There are several ways of increasing your hematocrit, some are considered doping, some are not. Most of the peleton rides major races with a hematocrit very near the 50 cutoff. Why then, does it matter if one rider gets to 49 hematocrit by using an altitude tent, another goes and lives at 12,000 feet of elevation, another uses EPO, and another uses a blood transfusion? The result is an equal playing field with all the riders at a crit value of about 50.
Similar cutoff values could be established for many hormones and physiological parameters, such as testosterone, human growth hormone, hemoglobin content in blood, and glucocorticoid hormones, to name a few off the top of my head. I suggest that the cut-off values to be considered doping be quite stringent. I'm not suggesting dropping all testing for exogenous chemicals, since some are very easily detected and obviously go beyond the bounds of an even playing field (such as anabolic steroids).
2. Eliminate medical exemptions for high physiological parameters.
Since the future of fighting doping lies in tracking the physiology of individual riders and/or establishing cutoff values for physiological parameters, this is an essential aspect of leveling the playing field. Right now you can race with a hematocrit over 50—if you have a note from a doctor stating that your 60 hematocrit is a naturally occurring value. Depending on the drug/parameter in question, getting an exemption can be as easy as having your hometown doctor fill out a form.

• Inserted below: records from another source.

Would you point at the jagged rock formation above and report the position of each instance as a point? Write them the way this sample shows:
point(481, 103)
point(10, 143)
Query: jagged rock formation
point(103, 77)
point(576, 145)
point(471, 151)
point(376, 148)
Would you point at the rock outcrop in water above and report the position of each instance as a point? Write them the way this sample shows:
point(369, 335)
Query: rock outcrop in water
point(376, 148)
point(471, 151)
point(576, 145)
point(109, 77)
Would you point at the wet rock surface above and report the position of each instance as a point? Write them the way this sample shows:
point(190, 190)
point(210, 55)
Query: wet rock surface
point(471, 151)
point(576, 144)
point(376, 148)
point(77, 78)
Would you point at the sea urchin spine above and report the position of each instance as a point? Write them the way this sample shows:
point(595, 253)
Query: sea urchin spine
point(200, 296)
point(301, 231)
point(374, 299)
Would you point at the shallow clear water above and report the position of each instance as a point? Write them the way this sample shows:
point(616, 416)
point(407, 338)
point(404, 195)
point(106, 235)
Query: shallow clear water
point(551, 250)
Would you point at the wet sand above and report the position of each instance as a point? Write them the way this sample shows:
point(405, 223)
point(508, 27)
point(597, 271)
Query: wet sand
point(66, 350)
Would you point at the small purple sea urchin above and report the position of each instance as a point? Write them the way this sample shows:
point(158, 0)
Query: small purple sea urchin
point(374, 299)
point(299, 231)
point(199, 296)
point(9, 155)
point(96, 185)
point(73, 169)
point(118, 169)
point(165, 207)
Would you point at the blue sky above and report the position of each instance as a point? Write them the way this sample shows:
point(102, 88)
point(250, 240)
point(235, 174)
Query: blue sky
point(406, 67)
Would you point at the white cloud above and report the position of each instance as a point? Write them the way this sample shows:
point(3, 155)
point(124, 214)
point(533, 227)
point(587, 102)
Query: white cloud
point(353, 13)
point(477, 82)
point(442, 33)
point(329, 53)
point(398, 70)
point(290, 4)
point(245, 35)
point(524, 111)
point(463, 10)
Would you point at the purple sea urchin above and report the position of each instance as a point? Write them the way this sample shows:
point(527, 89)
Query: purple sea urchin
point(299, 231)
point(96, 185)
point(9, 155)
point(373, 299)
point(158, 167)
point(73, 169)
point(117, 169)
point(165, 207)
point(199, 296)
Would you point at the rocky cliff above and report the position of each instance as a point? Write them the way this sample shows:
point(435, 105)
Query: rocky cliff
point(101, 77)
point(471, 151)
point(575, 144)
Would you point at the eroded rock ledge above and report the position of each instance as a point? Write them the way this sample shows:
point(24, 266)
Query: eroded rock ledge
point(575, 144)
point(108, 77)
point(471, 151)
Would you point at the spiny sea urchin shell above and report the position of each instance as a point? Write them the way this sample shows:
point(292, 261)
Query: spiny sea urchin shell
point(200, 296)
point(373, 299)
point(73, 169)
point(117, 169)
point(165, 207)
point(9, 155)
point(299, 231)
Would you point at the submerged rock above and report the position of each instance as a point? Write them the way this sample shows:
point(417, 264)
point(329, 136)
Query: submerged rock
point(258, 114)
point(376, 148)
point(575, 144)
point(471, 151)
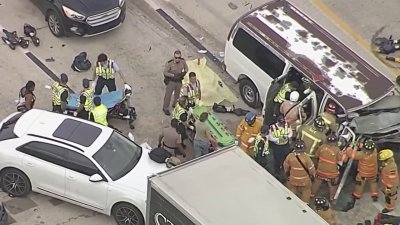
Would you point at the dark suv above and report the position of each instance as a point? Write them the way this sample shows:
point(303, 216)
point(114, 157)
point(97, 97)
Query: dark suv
point(82, 17)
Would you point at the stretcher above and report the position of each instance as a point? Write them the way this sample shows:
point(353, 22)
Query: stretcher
point(218, 130)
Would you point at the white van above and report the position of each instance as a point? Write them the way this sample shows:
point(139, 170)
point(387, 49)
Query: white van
point(265, 43)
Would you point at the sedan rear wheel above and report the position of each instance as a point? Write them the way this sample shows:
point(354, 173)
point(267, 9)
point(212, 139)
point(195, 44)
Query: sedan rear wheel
point(15, 182)
point(55, 24)
point(127, 214)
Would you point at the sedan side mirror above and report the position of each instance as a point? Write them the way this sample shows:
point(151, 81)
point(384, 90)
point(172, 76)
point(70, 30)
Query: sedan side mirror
point(95, 178)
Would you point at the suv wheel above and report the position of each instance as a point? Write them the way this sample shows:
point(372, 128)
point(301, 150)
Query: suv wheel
point(249, 93)
point(55, 23)
point(15, 182)
point(127, 214)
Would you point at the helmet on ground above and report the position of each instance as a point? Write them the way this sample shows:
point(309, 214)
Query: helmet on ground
point(331, 108)
point(250, 117)
point(385, 154)
point(265, 129)
point(319, 122)
point(281, 119)
point(294, 96)
point(369, 145)
point(321, 203)
point(331, 137)
point(299, 146)
point(182, 100)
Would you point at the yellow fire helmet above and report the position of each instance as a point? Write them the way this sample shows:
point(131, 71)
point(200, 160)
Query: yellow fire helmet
point(385, 154)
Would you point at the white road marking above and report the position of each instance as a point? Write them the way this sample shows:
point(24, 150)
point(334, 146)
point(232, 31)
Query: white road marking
point(153, 5)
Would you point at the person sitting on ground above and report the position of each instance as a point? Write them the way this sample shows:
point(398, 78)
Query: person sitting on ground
point(27, 98)
point(171, 140)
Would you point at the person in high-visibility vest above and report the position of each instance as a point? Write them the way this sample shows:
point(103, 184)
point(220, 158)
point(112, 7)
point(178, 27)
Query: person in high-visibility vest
point(313, 136)
point(389, 179)
point(261, 151)
point(249, 127)
point(60, 94)
point(99, 112)
point(367, 168)
point(328, 155)
point(192, 90)
point(279, 137)
point(323, 209)
point(105, 72)
point(85, 103)
point(300, 171)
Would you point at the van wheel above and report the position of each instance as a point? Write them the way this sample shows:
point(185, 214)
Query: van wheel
point(249, 93)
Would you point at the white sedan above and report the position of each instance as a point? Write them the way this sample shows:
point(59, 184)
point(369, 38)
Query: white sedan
point(76, 161)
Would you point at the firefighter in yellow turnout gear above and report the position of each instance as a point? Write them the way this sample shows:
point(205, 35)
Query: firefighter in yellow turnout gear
point(249, 127)
point(261, 153)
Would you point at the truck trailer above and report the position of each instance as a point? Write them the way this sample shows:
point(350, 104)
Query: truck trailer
point(226, 187)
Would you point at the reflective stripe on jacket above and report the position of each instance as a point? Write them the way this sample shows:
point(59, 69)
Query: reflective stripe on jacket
point(261, 142)
point(178, 111)
point(328, 158)
point(389, 174)
point(367, 163)
point(100, 114)
point(193, 92)
point(106, 72)
point(281, 96)
point(58, 89)
point(88, 93)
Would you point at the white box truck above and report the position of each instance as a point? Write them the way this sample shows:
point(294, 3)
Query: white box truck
point(226, 187)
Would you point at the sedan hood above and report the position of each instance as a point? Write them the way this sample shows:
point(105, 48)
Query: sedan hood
point(90, 7)
point(137, 178)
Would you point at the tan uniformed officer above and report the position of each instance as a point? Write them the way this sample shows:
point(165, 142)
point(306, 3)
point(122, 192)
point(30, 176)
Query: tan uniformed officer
point(389, 179)
point(323, 209)
point(174, 72)
point(300, 170)
point(328, 156)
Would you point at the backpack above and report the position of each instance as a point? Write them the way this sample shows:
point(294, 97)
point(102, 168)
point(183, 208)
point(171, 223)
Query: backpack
point(81, 63)
point(159, 155)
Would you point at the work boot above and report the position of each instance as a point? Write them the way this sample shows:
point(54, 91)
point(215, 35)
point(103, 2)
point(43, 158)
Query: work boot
point(389, 58)
point(166, 112)
point(385, 210)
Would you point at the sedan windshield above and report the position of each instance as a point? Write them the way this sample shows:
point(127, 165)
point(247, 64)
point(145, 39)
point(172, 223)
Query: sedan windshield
point(118, 156)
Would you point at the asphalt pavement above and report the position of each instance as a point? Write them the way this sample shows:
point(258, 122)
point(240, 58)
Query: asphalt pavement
point(141, 46)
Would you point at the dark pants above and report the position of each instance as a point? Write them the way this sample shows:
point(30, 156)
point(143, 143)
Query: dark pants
point(83, 114)
point(171, 87)
point(57, 109)
point(279, 153)
point(101, 82)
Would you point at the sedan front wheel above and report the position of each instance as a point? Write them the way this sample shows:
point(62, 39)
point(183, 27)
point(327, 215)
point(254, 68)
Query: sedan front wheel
point(15, 182)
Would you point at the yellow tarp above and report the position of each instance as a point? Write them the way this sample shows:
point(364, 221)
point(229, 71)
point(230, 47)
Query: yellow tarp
point(211, 91)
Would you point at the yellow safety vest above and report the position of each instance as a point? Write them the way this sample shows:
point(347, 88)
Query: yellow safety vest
point(178, 111)
point(192, 92)
point(280, 132)
point(88, 93)
point(100, 114)
point(58, 89)
point(105, 72)
point(281, 96)
point(260, 138)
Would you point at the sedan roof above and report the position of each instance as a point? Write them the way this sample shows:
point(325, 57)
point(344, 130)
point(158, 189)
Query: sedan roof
point(80, 133)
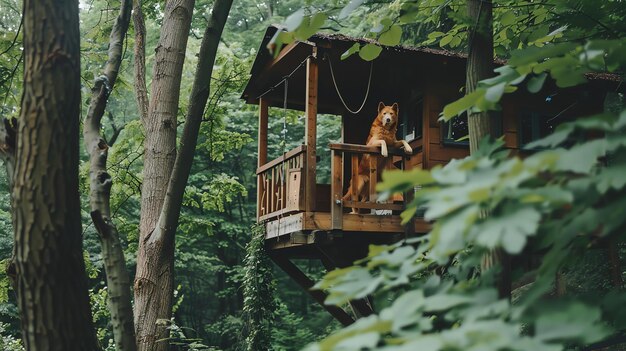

As new, undetectable drugs are developed and as gene doping becomes a reality, it will be impossible to sort out who has a naturally occurring "naturally high" value and who does not.
As for exemptions to use certain (potentially) performance enhancing drugs to treat medical conditions, I think some official agency (I can't believe I'm really about to suggest WADA be in charge of something) should be in charge of this, and riders should actually have to demonstrate the medical condition for which they seek treatment.
Racing bikes for a living is not an inherent right of human kind. If your natural hematocrit is 55, then if you want to race bikes, you'd better do something to keep it under 50 during competition.
3. Reduce the punishment for positive tests to a two week suspension.
This accomplishes 4 things.
- It allows cycling to try to clean itself up and level the playing field, AND still have a sport people care about at the end of the process. Under the plan I suggest, more cyclists will test positive, so kicking them all out isn't a reasonable solution.
- It reduces the pressure on the anti-doping system. Riders will stop fighting for their lives when they are accused of doping; financially and emotionally, it won't be worth it any more. Currently guys (rightly so) try to tear down the system trying to save themselves, and frankly the system isn't robust enough to handle it.
- It reduces the focus on punishing dopers and dopers defending themselves, which are both very negative for the sport.
- It will allow cycling to more fairly implement new testing procedures and make the cut-off values for being considered "positive" more stringent. If someone is actually innocent, then you didn't ruin their lives.